Postposted on Tue Dec 27, 2011 5:53 pm

insulin_junkie72 wrote:
JKABOO4 wrote:Does anyone here know if this is a low-profile card or if it comes with low-profile brackets?

Alas, it's a full-height card.

That's unfortunate, but I appreciate the help! Now I know! I try to do as much research as I can before I buy a product, especially if I am not going to be able to test it out first, that way, when I get it. I know exactly what to expect when I get it and (hopefully) there aren't any surprises.

Thanks for all of the input guys! I think I'm going to go with either the Colossus or the HD-PVR and just use the analog hole. First things first though, I need to check to see whether I've been given a bad component cable from TWC, or if its the receiver that's causing the purple bands that run horizontally up my TV while using the component output on the cable box. I plan to order another component cable today to test for this. If it goes well, I'll probably get the HD-PVR. If not, I'll still grab the HD-PVR, but I'll also have to grab this guy from Amazon so I can use the HDMI output on the cable box and convert it to component for the HD-PVR.

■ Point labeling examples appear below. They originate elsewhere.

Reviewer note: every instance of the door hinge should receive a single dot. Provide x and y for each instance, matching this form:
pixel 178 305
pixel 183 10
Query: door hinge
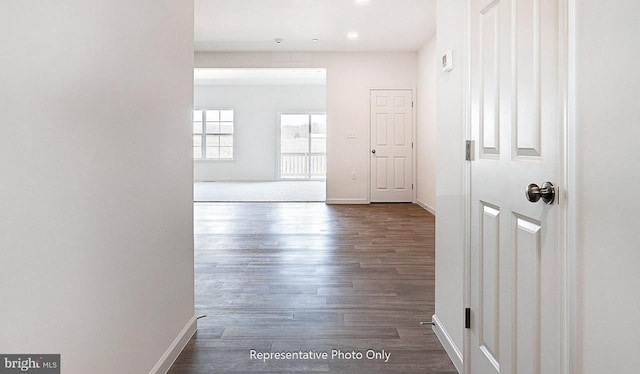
pixel 468 150
pixel 467 318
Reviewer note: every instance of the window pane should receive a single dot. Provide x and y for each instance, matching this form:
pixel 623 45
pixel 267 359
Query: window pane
pixel 294 133
pixel 213 140
pixel 197 127
pixel 213 115
pixel 226 152
pixel 213 127
pixel 226 115
pixel 197 140
pixel 226 128
pixel 213 152
pixel 197 152
pixel 226 140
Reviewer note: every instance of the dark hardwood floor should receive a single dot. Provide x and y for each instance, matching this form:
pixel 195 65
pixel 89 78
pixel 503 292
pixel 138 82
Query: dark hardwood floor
pixel 290 277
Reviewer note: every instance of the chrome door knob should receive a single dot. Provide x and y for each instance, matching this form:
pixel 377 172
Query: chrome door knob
pixel 547 193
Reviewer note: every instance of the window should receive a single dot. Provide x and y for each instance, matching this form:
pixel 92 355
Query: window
pixel 213 134
pixel 303 146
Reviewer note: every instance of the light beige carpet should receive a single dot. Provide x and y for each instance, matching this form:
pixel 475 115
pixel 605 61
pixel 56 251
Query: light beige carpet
pixel 260 191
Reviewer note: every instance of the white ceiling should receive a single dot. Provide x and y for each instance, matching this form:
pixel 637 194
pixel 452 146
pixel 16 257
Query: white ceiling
pixel 252 25
pixel 215 76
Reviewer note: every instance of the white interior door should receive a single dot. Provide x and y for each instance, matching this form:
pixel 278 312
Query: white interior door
pixel 516 125
pixel 391 146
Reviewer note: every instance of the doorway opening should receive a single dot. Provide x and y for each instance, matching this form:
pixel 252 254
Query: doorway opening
pixel 271 145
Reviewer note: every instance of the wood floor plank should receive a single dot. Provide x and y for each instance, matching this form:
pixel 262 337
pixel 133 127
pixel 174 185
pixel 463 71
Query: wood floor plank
pixel 288 277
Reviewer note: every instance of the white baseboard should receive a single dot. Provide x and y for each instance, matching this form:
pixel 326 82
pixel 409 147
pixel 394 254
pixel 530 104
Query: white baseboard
pixel 445 339
pixel 426 207
pixel 347 201
pixel 172 353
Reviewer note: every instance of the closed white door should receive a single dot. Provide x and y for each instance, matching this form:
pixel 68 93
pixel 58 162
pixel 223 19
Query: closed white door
pixel 391 146
pixel 516 122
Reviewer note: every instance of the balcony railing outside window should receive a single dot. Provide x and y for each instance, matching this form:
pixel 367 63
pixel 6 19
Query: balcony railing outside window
pixel 303 143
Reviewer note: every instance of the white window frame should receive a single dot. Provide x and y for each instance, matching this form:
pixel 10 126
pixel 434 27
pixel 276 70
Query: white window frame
pixel 204 134
pixel 279 140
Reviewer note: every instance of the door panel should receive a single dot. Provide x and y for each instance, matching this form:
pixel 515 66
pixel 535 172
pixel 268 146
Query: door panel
pixel 527 285
pixel 391 139
pixel 489 100
pixel 515 101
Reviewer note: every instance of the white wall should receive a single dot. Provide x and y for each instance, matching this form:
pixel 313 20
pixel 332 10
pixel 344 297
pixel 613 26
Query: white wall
pixel 608 175
pixel 350 76
pixel 96 230
pixel 426 126
pixel 450 191
pixel 256 109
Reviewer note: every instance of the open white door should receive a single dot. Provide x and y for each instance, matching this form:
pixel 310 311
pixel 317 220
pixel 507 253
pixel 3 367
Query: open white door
pixel 391 146
pixel 516 121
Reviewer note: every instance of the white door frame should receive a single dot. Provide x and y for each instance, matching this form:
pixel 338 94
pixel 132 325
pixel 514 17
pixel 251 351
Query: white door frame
pixel 569 320
pixel 414 169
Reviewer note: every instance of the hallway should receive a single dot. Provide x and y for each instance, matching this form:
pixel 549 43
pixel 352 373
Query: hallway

I think I only have one last question. Since I'll be using analog and won't be talking back and forth with the cable box, do I need to leave the cable box on and tuned to the proper station to record a show? It doesn't seem possible otherwise, but I thought I would ask.

I also plan to convert everything to 720p for archival purposes since it should only take about a gig or less after removing commercials (likely using Handbrake, unless there is a better option, especially for removing commercials). I have probably close to 50 shows already archived and ripped from VHS tapes, DVDs, Blu-Rays, and iTunes. I have around 100 or so movies too in the same formats. TV shows vary from 150MB for 30 minute shows to 1.5GB for a full hour long TV show(minus commercials of course) and movies are between 350MB and 8GB depending on source, length, and format. The TV Shows take up around 2 TB and the Movies around 1 TB.

Thanks for everything! I have learned quite a bit, and reaffirmed a lot more!